Second going back to our roots can give us a clearer picture of circumstances. While we can’t change our past, we can use new understanding to rewrite the ending moving forward. As a child we have limited ability to interact in our defense and put into perspective what is happening.
And third, reflecting helps us remember all the good times as well the not so good. What was happening when you were relaxed and having fun. What were you doing? Who was having fun with you? Did you find contentment and pleasure in exploring, creating, or just hanging out with friends?
We are a combination of genes and traits and experiences, some positive and motivating and others hurtful and discouraging. The family we grew up in played a role in how we interact with others. There might have been unfair comparisons or we were lost as a middle child. Our school years may have been punctuated with bullying incidents, peer pressure and unhappy alliances that continue to leave a residue on our lives.
Many occurrences, interactions, words and deeds combine to help “shape” and “mold” us. While many may be unpleasant, there will be moments of intense pride and pleasure as well as special relationships. Looking back helps us to remember equally those times.

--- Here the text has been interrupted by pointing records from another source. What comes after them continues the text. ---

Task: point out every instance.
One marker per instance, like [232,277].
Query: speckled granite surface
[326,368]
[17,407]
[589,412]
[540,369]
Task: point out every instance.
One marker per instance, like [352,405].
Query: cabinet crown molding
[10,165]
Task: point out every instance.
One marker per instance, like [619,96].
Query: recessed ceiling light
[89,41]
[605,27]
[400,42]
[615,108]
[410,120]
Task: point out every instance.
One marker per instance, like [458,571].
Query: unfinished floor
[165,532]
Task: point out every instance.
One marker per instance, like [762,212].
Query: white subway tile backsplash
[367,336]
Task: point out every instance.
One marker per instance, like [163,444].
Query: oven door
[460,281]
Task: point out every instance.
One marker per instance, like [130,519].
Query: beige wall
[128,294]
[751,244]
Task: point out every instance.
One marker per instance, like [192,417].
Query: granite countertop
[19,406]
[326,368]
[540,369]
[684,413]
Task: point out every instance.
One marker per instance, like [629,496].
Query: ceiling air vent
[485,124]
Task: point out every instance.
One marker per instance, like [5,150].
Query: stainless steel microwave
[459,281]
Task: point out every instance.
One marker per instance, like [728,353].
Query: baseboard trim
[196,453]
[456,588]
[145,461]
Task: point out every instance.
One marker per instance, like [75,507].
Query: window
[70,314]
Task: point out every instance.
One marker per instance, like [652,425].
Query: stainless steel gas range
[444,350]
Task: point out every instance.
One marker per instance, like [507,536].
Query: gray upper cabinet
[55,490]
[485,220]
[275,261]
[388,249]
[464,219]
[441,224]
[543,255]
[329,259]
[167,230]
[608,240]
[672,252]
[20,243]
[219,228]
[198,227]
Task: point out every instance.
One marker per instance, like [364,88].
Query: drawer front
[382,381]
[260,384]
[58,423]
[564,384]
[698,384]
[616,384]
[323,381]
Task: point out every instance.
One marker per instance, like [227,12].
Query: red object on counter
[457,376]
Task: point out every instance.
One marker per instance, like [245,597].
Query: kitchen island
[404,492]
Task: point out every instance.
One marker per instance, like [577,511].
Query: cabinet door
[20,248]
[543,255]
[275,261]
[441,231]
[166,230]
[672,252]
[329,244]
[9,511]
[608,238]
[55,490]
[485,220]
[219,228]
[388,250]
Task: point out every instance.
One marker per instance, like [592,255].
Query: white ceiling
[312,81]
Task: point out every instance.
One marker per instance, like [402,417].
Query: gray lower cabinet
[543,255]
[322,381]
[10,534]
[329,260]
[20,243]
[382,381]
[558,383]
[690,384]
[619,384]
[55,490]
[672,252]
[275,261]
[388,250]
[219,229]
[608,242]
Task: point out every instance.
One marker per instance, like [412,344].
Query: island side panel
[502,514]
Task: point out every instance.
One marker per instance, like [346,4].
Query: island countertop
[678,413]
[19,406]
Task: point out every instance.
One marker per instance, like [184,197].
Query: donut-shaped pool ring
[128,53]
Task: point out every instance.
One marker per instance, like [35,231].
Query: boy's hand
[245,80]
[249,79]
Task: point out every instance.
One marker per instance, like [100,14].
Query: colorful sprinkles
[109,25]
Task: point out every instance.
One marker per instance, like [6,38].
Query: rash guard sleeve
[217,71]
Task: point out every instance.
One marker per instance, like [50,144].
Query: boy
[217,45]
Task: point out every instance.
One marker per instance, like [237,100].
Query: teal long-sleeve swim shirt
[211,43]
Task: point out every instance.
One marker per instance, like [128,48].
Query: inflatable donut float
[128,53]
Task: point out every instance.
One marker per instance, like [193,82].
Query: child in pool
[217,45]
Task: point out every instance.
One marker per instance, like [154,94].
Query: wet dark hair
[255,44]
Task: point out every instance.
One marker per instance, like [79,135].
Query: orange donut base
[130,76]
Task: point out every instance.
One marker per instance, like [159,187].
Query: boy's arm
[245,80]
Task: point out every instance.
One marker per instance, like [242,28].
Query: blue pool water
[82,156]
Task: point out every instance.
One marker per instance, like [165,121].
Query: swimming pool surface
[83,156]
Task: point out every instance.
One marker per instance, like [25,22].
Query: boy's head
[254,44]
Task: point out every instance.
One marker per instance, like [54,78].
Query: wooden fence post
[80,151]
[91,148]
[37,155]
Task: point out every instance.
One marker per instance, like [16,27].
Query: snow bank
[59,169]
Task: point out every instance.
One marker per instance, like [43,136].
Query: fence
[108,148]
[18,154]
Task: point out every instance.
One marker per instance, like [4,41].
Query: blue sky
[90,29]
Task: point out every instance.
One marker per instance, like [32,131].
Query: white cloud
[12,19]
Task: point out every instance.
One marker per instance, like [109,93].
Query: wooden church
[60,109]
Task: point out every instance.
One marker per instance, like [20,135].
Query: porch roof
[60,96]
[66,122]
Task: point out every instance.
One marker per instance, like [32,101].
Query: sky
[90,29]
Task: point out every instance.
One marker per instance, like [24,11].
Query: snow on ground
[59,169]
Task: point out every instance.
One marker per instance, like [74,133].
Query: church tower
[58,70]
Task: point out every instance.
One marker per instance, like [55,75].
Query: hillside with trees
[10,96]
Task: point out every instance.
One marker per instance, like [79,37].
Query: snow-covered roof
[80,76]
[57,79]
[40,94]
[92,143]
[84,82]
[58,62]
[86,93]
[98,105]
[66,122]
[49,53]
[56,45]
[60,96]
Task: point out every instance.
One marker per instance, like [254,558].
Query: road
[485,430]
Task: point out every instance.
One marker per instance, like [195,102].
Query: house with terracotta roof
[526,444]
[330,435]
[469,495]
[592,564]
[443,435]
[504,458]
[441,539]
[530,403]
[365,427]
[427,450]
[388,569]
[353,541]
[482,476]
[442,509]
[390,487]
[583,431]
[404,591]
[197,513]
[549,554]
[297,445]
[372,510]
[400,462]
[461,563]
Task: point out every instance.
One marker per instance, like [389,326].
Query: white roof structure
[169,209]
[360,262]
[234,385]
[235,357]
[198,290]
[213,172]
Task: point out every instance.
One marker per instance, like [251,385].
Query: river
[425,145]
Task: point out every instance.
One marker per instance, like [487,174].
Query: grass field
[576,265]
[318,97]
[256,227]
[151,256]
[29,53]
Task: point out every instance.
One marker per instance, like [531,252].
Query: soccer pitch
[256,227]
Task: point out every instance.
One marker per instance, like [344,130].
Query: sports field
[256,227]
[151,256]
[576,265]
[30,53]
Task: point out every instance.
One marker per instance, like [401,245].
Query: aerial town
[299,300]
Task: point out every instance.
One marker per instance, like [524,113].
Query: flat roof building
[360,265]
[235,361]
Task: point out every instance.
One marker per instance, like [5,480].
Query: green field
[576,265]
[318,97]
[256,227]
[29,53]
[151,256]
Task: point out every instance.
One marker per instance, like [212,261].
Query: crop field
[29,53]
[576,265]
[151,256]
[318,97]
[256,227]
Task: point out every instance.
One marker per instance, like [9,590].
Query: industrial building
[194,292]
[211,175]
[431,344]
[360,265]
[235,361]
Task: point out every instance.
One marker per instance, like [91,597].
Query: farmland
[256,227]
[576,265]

We are not stuck with one premise, one way of looking at the world. Each of us has the ability to grow and improve, conquer and overcome. We can choose to look at today’s world with fresh eyes in whatever circumstances we find ourselves.
Affirm your strengths – accept your vulnerabilities.
A quick exercise
Take a blank piece of paper and draw a circle in the middle. Put a smiling face on it and add your name. Draw lines that extend outward from that circle like the rays of the sun. On each of those sunshine spokes write the characteristics, traits or features that make you “you”.
- What traits or strengths would you assign yourself? You might see yourself as upbeat or depressed. You might see yourself as strong and determined or shy and hesitant
- What qualities or defining features do you believe you have? Ex: thoughtful, contemplative, unselfish, introspective, charismatic, etc.
- Describe your social traits (friendly, shy, aloof, talkative, engaging, etc.)
- How would you characterize your appearance and physical condition (tall, attractive, weak, muscular, strong, frail, thin, shapely, etc.)
- What talents and abilities do you possess (artistic, computer savey, athletic, etc.)
- What is your typical emotional state (happy, pensive, anxious, angry, compassionate, cheerful, fearful, etc.)
- What is your dominant way of thinking or mindset? (Suspicious, dependable, trusting, courageous, independent, reliable, competent, motivated, adept, etc.)
We are influenced by our DNA, personality traits, childhood experiences and the fundamental beliefs we put in place while growing up. We have untapped potential that may have been obscured by earlier unpleasant life events. Each of us interprets life in our unique way. At any point in time we can expand that interpretation, accepting the not so positive as well as the strengths we have. Celebrate all parts of you.